I have a PCSpecialist Octane III (Clevo P751DM2-G) which is about 18 months old now. Less than a week ago, with no identifiable cause the laptop started requiring several restarts for the screen to turn on (to restart I have to hold the power button to turn it off and then turn it on again). I have narrowed this down to being an issue with the graphics card because it applies to external monitors too and the graphics card fan turns off prompty after the machine boots when the display is having problems, as opposed to when the display does start where the fans remain on constantly. I am also fairly confident it is not a software issue as I can tell from the HDD light that the OS loads in the background even when the display shows nothing. Also when booting into the BIOS the display still does not show anything.
Some further detail about what it does. Generally, once the laptop has started successfully it can be restarted without issue. In fact, last night after having the laptop on for a few hours I was able to turn it back on without issue a couple of minutes later.
My suspicion, based on the research I've done so far is that a capacitor has blown somewhere, most likely on the motherboard? Does this seem like a reasonable diagnostic? If so will it be possible to replace any blown capacitors myself or am I going to be better replacing the board? Finally, am I okay to use the laptop in the meantime?

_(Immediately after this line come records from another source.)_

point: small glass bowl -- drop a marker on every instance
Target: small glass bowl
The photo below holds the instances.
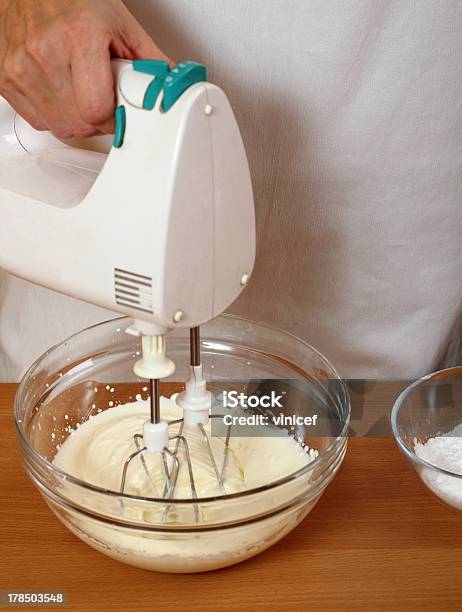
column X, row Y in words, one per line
column 93, row 371
column 431, row 407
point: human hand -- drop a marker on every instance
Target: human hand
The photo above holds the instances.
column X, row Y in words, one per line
column 55, row 61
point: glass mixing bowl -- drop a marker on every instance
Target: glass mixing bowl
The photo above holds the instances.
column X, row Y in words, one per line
column 431, row 407
column 93, row 371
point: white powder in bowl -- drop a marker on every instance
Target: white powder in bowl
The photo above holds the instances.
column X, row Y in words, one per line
column 444, row 452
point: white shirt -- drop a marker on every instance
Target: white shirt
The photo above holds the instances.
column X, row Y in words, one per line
column 351, row 116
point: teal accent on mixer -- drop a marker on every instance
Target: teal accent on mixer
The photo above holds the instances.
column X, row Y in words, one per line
column 120, row 118
column 179, row 79
column 152, row 92
column 157, row 68
column 173, row 83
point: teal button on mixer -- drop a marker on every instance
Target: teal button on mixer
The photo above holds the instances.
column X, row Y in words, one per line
column 152, row 92
column 157, row 68
column 179, row 79
column 120, row 127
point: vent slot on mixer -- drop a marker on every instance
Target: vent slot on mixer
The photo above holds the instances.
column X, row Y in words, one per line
column 133, row 290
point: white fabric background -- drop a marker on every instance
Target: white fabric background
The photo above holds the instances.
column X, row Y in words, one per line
column 351, row 115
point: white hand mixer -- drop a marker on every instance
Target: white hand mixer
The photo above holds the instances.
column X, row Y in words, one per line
column 159, row 226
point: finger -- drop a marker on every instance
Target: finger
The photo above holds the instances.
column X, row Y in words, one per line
column 24, row 76
column 93, row 86
column 133, row 42
column 56, row 71
column 24, row 108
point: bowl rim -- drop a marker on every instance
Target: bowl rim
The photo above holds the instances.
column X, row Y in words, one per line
column 394, row 416
column 187, row 501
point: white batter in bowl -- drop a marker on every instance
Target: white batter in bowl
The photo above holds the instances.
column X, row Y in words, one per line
column 85, row 387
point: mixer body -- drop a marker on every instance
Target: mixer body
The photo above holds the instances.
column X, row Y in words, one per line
column 159, row 227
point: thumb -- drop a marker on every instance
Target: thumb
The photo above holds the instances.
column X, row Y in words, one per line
column 139, row 45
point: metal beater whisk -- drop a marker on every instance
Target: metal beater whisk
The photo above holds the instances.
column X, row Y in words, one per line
column 195, row 401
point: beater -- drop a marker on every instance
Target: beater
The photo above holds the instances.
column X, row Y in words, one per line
column 159, row 226
column 195, row 401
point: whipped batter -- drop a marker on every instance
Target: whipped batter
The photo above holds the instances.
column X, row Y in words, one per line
column 97, row 450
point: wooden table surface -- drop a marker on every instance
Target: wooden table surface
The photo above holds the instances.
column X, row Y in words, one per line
column 375, row 541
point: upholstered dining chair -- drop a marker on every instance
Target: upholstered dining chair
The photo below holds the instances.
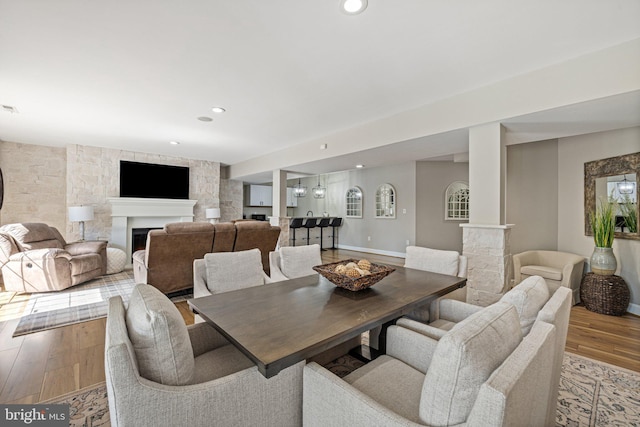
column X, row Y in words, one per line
column 159, row 372
column 290, row 262
column 482, row 373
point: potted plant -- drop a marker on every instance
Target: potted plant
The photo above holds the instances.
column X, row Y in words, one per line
column 603, row 225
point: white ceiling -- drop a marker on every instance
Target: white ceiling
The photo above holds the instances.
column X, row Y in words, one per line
column 134, row 75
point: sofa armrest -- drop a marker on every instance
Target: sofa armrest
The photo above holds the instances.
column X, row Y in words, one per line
column 456, row 311
column 86, row 247
column 410, row 347
column 430, row 331
column 205, row 338
column 330, row 401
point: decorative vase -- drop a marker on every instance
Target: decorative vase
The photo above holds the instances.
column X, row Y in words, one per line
column 603, row 261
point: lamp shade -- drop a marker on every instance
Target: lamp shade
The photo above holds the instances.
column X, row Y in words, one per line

Returning the laptop for repair is not an option as I have several very important deadlines coming up that I absolutely cannot be without my laptop for.
Answer
The issues developed further to the point of it requiring an hours worth of restarts for the graphics card to boot successfully and even then the graphics card would be unstable and shut down sometimes. Oddly enough though it never failed when running 3D acceleration applications.
Either way, for future reference, the issue was solved by replacing the graphics card.